Voice Search Optimization
More internet users rely on voice queries (think Apple's Siri, or Amazon's Alexa), so you may need to adapt your SEO strategy to optimize for them. This may involve focusing on long-tail keywords in your apartment's targeting strategy. A long-tail keyword is a phrase that is 3+ words and generally more specific than other search phrases. For example, if you target a long-tail keyword phrase like 'pet-friendly apartments in lincoln', a voice search optimized target of that keyword phrase could be 'which apartments in lincoln allow dogs?'. Usually, a voice search is conducted with a question.
E-A-T, short for expertise, authoritativeness, and trustworthiness, are important factors built into Google's search algorithm.
You can instill expertise with a great website with helpful, relevant information and high-quality content, especially the compelling visual medium showing your apartments, units, and amenities. Google can quickly identify your website is for a particular apartment community and all of the relative information alongside it (your floorplans, your location, etc.).
You can instill authoritativeness by making your website easily discoverable, accessible, and usable online. When someone intentionally tries to find more information about your apartments online, you establish instant authority when you've achieved the top paid, organic, and local search listing.

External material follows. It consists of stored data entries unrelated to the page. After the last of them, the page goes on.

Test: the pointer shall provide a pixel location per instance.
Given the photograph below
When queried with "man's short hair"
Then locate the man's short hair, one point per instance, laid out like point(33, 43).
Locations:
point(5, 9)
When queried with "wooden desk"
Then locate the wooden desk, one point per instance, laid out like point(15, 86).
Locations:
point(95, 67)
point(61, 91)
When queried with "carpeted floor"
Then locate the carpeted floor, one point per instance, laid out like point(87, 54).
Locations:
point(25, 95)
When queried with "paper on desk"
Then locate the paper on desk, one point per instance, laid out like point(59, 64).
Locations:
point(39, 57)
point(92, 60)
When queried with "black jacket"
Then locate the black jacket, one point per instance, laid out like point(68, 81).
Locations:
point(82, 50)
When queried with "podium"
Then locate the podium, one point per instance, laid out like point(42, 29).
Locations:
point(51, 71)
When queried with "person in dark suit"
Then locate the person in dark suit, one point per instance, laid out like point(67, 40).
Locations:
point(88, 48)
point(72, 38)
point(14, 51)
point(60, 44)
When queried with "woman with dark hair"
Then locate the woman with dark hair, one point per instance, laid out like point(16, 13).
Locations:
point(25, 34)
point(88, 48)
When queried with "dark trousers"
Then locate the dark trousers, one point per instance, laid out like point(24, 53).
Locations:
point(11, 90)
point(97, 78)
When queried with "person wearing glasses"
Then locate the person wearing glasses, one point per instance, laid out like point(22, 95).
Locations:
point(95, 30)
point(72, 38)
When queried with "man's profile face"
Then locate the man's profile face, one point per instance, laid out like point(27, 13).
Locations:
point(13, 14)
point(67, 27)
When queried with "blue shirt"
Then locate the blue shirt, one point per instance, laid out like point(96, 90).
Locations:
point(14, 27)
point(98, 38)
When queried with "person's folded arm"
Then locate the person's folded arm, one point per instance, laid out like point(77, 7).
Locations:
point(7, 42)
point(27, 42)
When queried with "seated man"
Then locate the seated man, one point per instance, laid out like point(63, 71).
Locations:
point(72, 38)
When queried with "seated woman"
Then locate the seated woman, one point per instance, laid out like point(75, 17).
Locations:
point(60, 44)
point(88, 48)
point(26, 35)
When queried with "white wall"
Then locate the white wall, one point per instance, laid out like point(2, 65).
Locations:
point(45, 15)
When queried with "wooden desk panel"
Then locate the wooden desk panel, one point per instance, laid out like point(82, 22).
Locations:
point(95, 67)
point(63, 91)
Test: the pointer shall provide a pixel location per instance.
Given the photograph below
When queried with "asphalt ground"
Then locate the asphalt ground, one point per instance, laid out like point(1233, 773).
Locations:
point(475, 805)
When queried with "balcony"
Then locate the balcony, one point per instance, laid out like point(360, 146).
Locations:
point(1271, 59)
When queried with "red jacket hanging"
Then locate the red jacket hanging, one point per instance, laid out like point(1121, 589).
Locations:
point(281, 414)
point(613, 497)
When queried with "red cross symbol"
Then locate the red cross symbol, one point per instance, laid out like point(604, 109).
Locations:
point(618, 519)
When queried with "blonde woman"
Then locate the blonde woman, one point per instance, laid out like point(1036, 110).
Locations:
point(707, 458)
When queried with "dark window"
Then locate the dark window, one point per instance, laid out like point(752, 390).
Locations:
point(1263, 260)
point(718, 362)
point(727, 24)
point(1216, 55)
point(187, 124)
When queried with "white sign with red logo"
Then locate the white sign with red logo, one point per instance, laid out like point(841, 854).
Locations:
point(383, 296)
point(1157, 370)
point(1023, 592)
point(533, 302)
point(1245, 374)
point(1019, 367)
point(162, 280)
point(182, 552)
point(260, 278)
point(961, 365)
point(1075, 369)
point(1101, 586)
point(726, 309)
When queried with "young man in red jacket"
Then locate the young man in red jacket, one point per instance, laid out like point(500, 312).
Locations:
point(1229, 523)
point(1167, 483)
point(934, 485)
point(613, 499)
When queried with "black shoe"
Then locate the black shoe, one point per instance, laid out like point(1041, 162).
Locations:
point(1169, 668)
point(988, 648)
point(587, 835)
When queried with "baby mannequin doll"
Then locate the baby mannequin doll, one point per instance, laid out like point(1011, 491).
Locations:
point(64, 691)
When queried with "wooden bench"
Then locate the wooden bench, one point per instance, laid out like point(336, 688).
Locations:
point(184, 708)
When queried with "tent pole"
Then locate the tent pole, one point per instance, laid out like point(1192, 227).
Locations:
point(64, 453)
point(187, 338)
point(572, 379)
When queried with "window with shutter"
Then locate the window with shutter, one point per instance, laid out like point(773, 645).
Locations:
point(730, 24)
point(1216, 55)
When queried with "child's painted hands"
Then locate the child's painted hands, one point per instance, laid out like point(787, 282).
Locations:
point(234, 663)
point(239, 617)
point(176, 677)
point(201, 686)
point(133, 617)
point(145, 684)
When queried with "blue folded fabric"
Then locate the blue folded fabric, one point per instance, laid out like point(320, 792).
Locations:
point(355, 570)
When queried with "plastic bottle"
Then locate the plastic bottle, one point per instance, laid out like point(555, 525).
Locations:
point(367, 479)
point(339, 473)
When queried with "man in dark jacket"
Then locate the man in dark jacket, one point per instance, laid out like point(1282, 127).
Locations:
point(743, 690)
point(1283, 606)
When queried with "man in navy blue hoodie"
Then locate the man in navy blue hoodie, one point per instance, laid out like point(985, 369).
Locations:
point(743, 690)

You can instill trustworthiness by maintaining a positive online reputation and showcasing renter testimonials in your apartment's marketing messaging.
By prioritizing E-A-T, you can gain tangible SEO benefits for your apartment community.
Apartment SEO is complex. You may need help in some aspects, especially with your website. Make it a priority to present information about your apartment community with a discoverable, user-friendly, and mobile-responsive website. But there are other aspects you can control, like Google Ads and Google Business Profile implementation.
The main goal of any apartment SEO strategy is to be highly visible on the paid, organic, and local search sections of Google's search engine results page. When you've achieved this, you're building credibility and authority for your apartments and making prospective residents feel confident about renting from you.